Bagian Sembilan: Mereka Berdua

Aku melangkahkan kakiku pelan menuju parkiran. Sekadar mengikuti rasa penasaranku tentang keberadaan Alvian. Apakah ia memang benar-benar akan pulang bersama dan menungguku di parkiran atau tidak?

Bukannya aku meragukannya setelah beberapa hari sebelumnya aku selalu pulang bersama dengannya, tapi aku hanya sekadar memastikan. Siapa yang tahu bahwa ia ternyata bermain-main denganku, sama seperti saat ia bermain-main dengan para gadis sebelumnya?

Dan ternyata, benar. Dia benar-benar menungguku di parkiran tepat di samping ninja merahnya.

"Audi!" serunya ke arahku dengan sebelah tangan yang melambai-lambai memanggilku. Aku membalasnya dengan seulas senyum simpul.

Untunglah parkiran saat ini sedang sepi hingga tak ada satu orang murid pun yang mengetahui keberadaanku di dekat Alvian. Karena sejujurnya, aku tidak bisa membayangkan bila parkiran sedang ramai. Pasti akan terlihat horror sekali!

"Siap pulang bareng?" tanyanya saat aku telah berada di sampingnya. "Siap!" jawabku.

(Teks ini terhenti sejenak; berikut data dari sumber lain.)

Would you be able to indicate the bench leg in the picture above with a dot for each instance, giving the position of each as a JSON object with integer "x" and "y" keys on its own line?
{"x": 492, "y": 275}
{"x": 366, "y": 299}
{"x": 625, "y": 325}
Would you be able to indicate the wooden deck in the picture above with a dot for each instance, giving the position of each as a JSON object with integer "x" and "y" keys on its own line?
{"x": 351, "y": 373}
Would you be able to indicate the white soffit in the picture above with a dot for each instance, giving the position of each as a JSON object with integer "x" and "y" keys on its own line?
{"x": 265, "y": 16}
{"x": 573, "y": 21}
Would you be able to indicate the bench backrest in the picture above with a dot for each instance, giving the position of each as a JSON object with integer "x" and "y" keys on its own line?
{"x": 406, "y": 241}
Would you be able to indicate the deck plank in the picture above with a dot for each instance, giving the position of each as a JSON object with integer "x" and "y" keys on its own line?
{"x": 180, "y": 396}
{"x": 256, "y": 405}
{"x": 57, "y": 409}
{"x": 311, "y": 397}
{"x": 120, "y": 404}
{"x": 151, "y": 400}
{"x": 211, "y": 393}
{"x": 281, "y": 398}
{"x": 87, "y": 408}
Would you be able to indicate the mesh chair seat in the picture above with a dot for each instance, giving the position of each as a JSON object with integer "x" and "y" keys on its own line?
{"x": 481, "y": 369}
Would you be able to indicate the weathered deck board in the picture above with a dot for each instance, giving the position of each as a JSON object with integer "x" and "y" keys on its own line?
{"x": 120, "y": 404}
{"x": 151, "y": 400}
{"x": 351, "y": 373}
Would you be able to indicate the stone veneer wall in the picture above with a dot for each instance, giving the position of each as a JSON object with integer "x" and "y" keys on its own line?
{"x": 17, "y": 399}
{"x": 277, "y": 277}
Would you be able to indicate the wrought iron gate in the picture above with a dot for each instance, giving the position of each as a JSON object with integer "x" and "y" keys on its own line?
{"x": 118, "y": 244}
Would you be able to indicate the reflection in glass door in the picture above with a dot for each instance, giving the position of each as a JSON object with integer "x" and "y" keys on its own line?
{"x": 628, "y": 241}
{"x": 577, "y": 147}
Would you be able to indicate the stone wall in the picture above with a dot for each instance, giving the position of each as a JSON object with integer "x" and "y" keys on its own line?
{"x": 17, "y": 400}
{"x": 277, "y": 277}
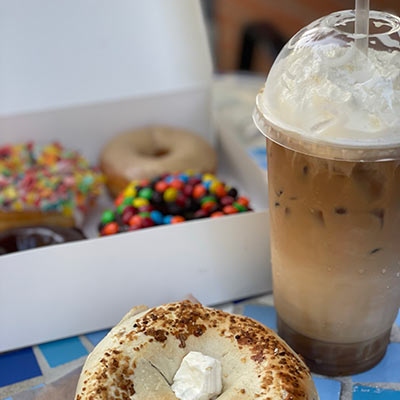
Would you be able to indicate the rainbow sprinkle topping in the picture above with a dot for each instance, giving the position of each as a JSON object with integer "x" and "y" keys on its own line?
{"x": 46, "y": 178}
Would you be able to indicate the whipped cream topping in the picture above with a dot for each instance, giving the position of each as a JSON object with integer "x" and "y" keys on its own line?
{"x": 198, "y": 378}
{"x": 336, "y": 94}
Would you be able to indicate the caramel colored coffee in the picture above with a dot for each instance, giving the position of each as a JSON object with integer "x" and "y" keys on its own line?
{"x": 335, "y": 242}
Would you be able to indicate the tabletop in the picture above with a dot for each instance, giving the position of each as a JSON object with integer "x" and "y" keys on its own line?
{"x": 28, "y": 368}
{"x": 33, "y": 367}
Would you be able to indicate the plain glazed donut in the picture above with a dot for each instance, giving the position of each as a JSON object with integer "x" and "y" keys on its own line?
{"x": 140, "y": 356}
{"x": 151, "y": 151}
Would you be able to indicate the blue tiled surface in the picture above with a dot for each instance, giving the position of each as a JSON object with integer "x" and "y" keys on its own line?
{"x": 369, "y": 393}
{"x": 264, "y": 314}
{"x": 96, "y": 337}
{"x": 259, "y": 155}
{"x": 62, "y": 351}
{"x": 388, "y": 370}
{"x": 17, "y": 366}
{"x": 20, "y": 365}
{"x": 328, "y": 389}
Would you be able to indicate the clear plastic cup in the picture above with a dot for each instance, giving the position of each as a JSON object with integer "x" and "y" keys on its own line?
{"x": 331, "y": 115}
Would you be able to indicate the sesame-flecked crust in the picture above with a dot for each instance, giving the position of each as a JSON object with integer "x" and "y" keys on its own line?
{"x": 139, "y": 357}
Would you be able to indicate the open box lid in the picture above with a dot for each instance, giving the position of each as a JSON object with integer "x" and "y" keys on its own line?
{"x": 60, "y": 54}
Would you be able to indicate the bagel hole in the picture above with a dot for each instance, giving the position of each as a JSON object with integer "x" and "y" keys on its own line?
{"x": 155, "y": 152}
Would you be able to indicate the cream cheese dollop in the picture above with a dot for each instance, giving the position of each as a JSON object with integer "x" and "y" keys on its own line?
{"x": 198, "y": 378}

Ia pun lantas mengambil helm biru yang berada di atas jok dan memakaikannya padaku. Apa yang ia lakukan itu reflek saja membuatku terdiam kaku hingga aku tidak sadar bahwa Alvian sudah menaiki motor merahnya.

"Ayo, naik!" titahnya dari atas jok yang segera saja membuatku duduk di belakangnya.

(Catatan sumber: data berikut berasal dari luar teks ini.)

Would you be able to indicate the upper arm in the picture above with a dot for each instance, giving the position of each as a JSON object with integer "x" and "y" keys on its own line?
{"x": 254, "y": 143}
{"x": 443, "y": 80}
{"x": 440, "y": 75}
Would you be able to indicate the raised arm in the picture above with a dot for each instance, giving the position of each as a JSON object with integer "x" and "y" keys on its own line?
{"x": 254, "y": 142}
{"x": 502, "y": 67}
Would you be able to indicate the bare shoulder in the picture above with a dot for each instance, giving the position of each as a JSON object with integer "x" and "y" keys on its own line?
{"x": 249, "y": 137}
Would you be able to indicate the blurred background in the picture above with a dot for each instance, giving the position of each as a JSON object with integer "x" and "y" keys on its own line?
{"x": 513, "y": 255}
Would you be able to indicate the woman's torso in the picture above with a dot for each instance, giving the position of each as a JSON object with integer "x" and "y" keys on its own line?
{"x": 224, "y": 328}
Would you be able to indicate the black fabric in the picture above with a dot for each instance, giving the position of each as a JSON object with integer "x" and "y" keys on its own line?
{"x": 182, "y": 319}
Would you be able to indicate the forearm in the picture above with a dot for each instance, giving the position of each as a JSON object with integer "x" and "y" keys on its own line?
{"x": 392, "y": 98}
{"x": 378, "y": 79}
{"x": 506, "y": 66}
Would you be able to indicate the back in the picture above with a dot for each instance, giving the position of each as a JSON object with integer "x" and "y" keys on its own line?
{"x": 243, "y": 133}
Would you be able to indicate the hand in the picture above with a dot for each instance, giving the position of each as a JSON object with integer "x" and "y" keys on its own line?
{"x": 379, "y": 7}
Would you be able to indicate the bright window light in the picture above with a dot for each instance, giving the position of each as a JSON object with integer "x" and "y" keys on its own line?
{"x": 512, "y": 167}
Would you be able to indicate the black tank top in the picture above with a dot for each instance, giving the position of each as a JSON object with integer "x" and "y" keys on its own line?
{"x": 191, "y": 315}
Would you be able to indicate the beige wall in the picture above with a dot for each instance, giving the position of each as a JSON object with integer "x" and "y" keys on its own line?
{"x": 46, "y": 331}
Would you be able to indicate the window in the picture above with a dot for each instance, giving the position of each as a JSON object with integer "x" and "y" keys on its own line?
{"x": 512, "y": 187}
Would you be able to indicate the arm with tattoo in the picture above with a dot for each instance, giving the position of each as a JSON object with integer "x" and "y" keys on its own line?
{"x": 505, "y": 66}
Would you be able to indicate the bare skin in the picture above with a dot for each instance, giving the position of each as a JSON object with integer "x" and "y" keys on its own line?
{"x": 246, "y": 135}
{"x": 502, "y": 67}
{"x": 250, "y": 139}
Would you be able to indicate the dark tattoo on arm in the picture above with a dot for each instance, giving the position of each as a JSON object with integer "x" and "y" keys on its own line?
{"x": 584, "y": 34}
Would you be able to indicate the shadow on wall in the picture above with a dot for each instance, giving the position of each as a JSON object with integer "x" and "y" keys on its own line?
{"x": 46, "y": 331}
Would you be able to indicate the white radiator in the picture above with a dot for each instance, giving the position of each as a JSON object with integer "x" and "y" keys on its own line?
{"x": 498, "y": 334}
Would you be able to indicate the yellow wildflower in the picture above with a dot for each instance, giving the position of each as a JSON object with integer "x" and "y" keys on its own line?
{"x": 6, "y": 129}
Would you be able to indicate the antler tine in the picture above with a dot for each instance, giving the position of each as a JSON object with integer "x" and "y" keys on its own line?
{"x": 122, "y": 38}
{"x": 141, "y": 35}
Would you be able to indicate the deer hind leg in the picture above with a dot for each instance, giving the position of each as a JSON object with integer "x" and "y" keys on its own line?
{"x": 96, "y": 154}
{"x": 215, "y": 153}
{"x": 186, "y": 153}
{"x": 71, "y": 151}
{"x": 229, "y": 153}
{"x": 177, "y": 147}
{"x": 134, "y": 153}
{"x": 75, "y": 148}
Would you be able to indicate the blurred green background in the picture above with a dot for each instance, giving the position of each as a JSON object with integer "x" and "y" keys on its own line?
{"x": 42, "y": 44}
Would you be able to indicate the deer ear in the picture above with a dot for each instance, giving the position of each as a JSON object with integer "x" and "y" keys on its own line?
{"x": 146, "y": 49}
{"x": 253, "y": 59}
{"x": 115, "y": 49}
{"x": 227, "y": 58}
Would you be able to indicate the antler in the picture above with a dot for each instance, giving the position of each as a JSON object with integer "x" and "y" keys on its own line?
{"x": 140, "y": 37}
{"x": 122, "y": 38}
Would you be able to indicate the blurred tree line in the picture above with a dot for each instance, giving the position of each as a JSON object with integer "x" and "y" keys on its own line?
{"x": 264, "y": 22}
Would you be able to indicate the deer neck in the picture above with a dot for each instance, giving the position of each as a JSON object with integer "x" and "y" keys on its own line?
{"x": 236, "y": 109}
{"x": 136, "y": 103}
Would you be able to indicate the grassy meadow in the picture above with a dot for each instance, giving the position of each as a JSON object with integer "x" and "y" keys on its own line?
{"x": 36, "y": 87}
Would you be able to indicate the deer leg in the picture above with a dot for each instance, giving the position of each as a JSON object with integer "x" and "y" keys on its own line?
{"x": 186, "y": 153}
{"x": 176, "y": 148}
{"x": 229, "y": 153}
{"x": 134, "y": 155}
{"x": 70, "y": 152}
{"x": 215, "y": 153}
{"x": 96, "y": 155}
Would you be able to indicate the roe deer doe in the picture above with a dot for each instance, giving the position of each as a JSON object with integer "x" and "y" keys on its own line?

Dan setelah itu, aku pun mulai menikmati semilir angin yang terasa saat motor Alvian melaju membelah jalanan kota.

"Audi," panggilnya di tengah perjalanan. Aku menjawabnya dengan gumaman. "Apa yang lo tau tentang cinta?"

Aku terdiam sejenak. Mencoba mencari celah akan topik apa yang sedang Alvian bahas?

"Mm, gue tau kalau cinta itu suatu hal yang bodoh," jawabku sarkas. "Bodoh?" tanyanya.

"Hm, bodoh. Karena dengan cinta, kita akan ngelakuin apapun tanpa pikir panjang demi mengejar arti cinta itu sendiri. Arti cinta yang jelas salah," jelasku.

"Emang, apa arti cinta yang bener itu?" ia kembali bertanya sedangkan aku menarik senyum miring di wajah. "Yang pasti, gak bakal bikin kita jadi keliatan bodoh."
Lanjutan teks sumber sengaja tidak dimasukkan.